1. Department of Endocrinology, Fuzhou Children's Hospital, Fujian Medical University Teaching Hospital, Fuzhou, Fujian 350005, P R China. chenrm321@sina.com.cn
Publication Type:Case Reports
MeSH: Adult; Amino Acid Substitution; Base Sequence; Child, Preschool; Codon; Exons; Humans; Male; Models, Molecular; Mutation; Protein Conformation; Puberty, Precocious; diagnosis; genetics; Receptors, LH; chemistry; genetics
From: Chinese Journal of Medical Genetics 2012;29(6):631-634
CountryChina
Language:Chinese
Abstract:
OBJECTIVEFamilial male-limited precocious puberty (FMPP) is due to constitutive activation of a mutant luteinizing hormone/choriogonadotropin receptor (LH/CGR) leading to elevated testosterone synthesis in testicular Leydig cells. In the present study, we have analyzed the LHCGR gene for members of a Chinese FMPP family.

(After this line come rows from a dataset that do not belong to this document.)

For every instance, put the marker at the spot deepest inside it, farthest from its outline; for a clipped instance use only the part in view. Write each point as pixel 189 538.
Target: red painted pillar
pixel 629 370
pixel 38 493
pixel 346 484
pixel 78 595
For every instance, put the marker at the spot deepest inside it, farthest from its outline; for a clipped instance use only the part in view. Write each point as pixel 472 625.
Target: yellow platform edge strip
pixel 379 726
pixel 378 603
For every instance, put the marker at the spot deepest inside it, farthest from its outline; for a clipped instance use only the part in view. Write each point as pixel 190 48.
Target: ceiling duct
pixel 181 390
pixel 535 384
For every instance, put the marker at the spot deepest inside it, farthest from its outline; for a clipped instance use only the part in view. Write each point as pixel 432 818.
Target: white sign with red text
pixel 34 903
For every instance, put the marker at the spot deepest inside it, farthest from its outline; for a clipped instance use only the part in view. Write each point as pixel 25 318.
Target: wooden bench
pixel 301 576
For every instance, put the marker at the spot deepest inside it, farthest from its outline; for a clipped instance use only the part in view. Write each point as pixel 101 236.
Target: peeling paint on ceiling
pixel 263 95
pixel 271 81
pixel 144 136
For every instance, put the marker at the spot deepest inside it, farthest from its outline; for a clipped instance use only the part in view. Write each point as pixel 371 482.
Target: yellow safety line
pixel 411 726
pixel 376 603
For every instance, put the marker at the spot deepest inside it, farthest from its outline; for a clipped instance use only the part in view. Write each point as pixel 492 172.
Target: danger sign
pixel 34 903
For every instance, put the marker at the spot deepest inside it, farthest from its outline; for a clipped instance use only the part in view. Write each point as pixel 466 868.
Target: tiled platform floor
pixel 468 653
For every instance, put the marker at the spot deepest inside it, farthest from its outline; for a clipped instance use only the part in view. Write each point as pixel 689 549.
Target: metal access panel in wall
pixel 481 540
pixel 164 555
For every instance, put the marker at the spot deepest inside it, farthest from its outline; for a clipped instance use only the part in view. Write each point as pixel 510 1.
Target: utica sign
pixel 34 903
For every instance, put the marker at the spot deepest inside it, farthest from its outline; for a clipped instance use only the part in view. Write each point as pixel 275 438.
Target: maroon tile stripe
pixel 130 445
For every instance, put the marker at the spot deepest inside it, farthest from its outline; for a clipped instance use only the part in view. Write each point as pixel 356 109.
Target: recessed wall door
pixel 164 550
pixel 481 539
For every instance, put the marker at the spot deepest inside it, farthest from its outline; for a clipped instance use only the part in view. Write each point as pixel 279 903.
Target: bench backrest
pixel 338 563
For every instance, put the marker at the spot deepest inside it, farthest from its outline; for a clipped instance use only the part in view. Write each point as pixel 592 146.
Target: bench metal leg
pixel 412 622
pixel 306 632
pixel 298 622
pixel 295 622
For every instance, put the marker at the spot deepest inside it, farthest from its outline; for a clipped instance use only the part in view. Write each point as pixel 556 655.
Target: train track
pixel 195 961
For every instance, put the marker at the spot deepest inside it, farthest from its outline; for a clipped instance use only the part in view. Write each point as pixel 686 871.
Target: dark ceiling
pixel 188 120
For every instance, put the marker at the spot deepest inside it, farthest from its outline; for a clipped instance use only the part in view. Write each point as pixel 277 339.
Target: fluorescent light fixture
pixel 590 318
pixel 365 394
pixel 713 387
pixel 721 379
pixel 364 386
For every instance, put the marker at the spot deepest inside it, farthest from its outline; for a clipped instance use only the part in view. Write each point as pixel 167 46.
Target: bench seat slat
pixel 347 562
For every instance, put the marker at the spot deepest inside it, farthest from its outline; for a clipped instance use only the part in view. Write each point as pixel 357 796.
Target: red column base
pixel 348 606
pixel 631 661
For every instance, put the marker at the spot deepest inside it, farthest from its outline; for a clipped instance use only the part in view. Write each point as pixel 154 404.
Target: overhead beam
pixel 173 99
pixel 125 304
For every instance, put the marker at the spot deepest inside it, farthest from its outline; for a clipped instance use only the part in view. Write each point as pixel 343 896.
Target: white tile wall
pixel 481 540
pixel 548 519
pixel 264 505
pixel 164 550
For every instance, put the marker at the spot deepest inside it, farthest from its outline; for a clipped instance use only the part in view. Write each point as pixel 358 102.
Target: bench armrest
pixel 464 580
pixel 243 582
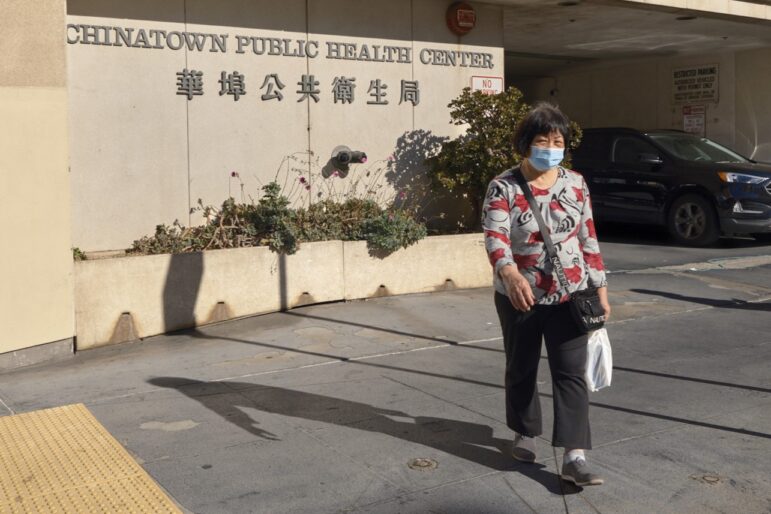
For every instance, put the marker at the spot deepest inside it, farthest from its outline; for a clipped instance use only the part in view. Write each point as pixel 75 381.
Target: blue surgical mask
pixel 543 159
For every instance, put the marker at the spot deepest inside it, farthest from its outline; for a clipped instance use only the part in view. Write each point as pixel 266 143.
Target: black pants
pixel 566 349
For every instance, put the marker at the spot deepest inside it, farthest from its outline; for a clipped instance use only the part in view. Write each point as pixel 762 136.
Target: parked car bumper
pixel 757 221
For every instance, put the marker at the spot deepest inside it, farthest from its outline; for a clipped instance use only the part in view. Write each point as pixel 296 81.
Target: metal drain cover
pixel 708 478
pixel 422 464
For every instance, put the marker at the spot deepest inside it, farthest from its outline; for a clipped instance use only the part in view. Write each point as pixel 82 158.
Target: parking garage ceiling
pixel 541 36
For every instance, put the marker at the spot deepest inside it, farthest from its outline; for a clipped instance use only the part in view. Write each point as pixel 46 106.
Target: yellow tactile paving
pixel 63 460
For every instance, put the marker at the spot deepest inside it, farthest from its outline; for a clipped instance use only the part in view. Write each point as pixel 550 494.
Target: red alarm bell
pixel 461 18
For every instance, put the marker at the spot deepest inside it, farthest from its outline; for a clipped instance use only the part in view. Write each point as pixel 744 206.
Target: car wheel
pixel 692 221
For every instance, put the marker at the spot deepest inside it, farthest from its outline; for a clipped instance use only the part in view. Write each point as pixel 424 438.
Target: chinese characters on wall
pixel 190 83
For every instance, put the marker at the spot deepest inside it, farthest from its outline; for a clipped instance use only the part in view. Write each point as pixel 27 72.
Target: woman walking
pixel 529 298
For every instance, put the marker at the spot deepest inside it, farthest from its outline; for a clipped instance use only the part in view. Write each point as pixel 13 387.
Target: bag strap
pixel 551 251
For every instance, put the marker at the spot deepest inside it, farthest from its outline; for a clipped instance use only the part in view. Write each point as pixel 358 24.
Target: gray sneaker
pixel 524 448
pixel 578 472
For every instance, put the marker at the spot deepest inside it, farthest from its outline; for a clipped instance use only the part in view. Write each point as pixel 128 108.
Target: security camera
pixel 342 158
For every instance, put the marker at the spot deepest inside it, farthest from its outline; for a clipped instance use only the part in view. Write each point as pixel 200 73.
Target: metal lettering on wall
pixel 218 43
pixel 190 83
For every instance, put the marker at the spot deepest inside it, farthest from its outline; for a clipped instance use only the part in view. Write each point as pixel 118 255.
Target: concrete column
pixel 36 305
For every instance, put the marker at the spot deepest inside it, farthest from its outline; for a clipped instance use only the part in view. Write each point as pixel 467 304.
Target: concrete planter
pixel 123 299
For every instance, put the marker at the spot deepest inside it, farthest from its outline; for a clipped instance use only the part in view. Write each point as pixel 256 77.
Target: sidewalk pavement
pixel 395 405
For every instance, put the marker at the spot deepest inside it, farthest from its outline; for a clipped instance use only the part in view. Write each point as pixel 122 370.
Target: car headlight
pixel 740 178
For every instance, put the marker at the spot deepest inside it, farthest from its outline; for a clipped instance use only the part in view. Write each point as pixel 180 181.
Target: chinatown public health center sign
pixel 192 83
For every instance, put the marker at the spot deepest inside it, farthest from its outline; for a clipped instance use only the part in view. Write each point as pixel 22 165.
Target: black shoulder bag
pixel 585 305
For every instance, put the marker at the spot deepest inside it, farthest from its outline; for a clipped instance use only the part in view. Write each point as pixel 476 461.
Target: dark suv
pixel 695 187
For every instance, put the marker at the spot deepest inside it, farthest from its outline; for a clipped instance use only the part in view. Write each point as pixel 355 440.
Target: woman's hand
pixel 602 292
pixel 517 288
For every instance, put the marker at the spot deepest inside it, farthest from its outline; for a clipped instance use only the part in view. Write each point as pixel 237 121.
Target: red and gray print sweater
pixel 512 235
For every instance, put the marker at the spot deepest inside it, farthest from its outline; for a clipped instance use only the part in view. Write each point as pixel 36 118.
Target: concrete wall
pixel 638 94
pixel 120 300
pixel 753 104
pixel 143 155
pixel 36 304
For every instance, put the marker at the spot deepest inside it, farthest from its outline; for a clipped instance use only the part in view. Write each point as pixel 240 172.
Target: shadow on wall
pixel 180 292
pixel 408 175
pixel 470 441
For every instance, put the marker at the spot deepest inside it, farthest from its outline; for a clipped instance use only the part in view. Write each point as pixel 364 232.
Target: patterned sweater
pixel 512 235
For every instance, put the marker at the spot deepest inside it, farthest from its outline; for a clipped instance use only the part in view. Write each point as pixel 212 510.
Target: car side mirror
pixel 649 158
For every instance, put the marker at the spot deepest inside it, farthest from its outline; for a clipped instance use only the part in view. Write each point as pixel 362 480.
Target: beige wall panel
pixel 638 94
pixel 433 262
pixel 374 129
pixel 31 49
pixel 720 117
pixel 439 83
pixel 250 136
pixel 753 104
pixel 171 292
pixel 128 134
pixel 36 275
pixel 625 96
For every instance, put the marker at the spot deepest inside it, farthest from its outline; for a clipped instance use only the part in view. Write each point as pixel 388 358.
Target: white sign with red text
pixel 487 85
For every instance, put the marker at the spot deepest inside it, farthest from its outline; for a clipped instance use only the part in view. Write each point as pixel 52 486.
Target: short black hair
pixel 544 118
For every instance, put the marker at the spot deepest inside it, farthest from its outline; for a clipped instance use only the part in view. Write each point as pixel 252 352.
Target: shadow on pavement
pixel 470 441
pixel 423 372
pixel 724 304
pixel 449 342
pixel 628 233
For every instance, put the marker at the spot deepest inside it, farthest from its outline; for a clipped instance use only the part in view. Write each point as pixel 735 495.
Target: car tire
pixel 692 221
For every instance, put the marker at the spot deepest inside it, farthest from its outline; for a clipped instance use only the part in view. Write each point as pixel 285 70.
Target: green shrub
pixel 271 222
pixel 390 231
pixel 470 161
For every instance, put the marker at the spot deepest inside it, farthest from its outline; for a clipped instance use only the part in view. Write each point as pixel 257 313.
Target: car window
pixel 692 148
pixel 627 149
pixel 594 146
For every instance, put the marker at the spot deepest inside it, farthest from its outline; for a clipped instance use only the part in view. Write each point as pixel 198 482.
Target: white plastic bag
pixel 599 361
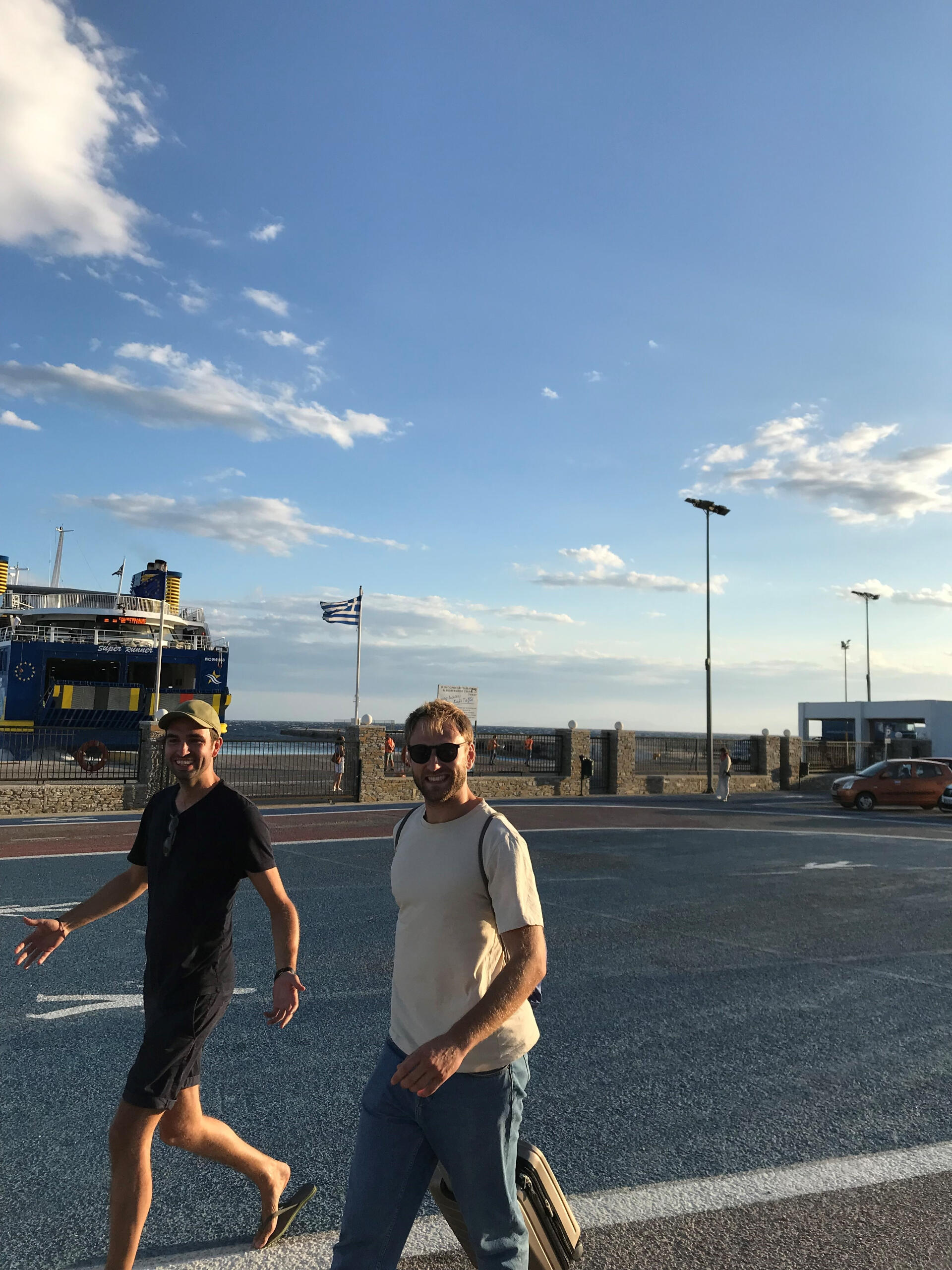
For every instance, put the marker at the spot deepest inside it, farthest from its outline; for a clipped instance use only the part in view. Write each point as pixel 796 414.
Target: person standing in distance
pixel 451 1081
pixel 196 841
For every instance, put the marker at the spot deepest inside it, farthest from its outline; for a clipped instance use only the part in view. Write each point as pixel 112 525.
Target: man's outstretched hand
pixel 42 940
pixel 428 1067
pixel 285 1000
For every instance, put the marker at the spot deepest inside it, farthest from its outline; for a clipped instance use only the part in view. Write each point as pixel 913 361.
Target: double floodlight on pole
pixel 867 596
pixel 706 506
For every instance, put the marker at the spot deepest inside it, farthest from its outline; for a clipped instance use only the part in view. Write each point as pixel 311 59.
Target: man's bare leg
pixel 188 1127
pixel 131 1188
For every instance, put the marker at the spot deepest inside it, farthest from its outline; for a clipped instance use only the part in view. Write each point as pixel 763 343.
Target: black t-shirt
pixel 191 890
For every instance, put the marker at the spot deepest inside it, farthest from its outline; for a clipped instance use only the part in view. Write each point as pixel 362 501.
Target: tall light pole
pixel 867 596
pixel 706 506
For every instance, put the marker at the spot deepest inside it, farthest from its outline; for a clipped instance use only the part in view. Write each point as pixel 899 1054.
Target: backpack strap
pixel 400 827
pixel 483 867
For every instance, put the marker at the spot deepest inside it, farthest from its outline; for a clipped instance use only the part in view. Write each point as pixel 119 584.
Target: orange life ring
pixel 92 756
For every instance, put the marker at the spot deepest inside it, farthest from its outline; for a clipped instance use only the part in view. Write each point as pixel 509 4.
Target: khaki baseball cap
pixel 193 711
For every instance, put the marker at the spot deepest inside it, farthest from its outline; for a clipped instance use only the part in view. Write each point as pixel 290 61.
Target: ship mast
pixel 58 563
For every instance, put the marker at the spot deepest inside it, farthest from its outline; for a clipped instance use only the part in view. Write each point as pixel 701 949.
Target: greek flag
pixel 346 611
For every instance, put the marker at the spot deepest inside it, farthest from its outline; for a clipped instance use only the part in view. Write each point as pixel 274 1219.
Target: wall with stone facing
pixel 61 798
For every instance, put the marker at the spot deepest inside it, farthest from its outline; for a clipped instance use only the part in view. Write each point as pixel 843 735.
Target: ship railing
pixel 106 639
pixel 21 601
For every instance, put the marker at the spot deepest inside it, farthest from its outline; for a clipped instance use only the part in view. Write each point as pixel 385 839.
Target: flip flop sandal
pixel 287 1213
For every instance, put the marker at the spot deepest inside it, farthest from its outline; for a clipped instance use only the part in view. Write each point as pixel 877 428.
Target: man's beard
pixel 452 788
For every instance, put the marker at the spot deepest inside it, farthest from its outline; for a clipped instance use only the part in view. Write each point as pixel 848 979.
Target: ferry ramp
pixel 744 1058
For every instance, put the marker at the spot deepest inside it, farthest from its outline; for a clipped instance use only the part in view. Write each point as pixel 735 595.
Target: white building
pixel 879 720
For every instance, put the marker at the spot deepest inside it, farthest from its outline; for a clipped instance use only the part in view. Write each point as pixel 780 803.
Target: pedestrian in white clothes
pixel 724 776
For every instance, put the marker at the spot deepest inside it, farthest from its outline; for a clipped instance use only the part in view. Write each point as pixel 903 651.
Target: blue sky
pixel 457 303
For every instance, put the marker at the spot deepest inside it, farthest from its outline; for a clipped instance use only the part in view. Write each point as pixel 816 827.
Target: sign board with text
pixel 466 699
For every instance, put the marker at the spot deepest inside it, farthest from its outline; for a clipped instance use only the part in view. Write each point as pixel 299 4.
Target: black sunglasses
pixel 446 752
pixel 171 837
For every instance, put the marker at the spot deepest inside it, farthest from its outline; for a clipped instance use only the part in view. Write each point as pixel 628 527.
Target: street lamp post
pixel 867 596
pixel 706 506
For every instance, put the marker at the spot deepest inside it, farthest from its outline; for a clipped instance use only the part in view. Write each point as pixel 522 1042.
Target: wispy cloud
pixel 194 299
pixel 939 596
pixel 267 233
pixel 196 395
pixel 608 571
pixel 289 339
pixel 144 304
pixel 272 525
pixel 67 112
pixel 13 421
pixel 267 300
pixel 858 487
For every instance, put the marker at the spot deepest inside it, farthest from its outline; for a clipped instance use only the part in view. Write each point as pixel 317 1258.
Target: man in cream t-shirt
pixel 451 1081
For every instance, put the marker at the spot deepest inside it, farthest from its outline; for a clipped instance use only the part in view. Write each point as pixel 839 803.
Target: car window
pixel 875 770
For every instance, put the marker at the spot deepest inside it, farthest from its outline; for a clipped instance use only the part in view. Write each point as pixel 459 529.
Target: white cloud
pixel 941 596
pixel 267 300
pixel 13 421
pixel 273 525
pixel 599 556
pixel 608 571
pixel 196 395
pixel 65 111
pixel 194 300
pixel 844 473
pixel 926 596
pixel 137 300
pixel 724 455
pixel 289 339
pixel 267 233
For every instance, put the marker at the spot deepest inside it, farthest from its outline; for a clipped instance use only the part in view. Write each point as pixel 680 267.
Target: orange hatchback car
pixel 895 783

METHODSPhysical examinations have included assessment of penile length, testicular volume and pubic hair. Bone age assessment, levels of testosterone and gonadotropin-releasing hormone (GnRH) stimulations tests were measured. DNA was extracted from blood samples of the proband and his parents using an QIAGEN Blood DNA Mini Kit. The 11 exons of LHCGR gene were amplified using an AmpliTaq PCR system, and the PCR products were sequenced using an ABI3130xl Genetic Analyzer.
RESULTSThe affected boy was 3 year and 1 month old and showed typical clinical manifestation of peripheral precocious puberty. His height was 116.8cm (+5.1s) and Tanner stages were PH 2. Testicular volume was 8 mL bilaterally, penile was 8.5 cm × 2.5 cm. Basal testosterone was 2310 ng/L and bone age was 9 years. GnRH stimulation test revealed a prepubertal response to gonadotropin. The peak of LH was 2.66 IU/L, and the peak of FSH was 1.03 IU/L. Upon sequencing exon 11 of the LHCGR, a heterozygous point mutation of nucleotide 1703 from C to T was detected, which resulted in an amino acid transition from Ala (GCC) to Val (GTC) at position 568. Thus the mutation of LHCGR gene was confirmed to be constitutively active. After treating with aromatase inhibitors for half a year, the patient showed an increase in bone age and height by half a year and 4 cm, respectively. The same point mutation was detected in the patient's father, but did not have any influence on his puberty development.
CONCLUSIONA novel point mutation of the LHCGR gene has been identified in a family affected with FMPP. The c.1703C>T mutant LHCGR was confirmed to be constitutively active, which has led to maturation and proliferation of Leydig cells. The variable phenotype within the family suggested variable expressivity of the disease.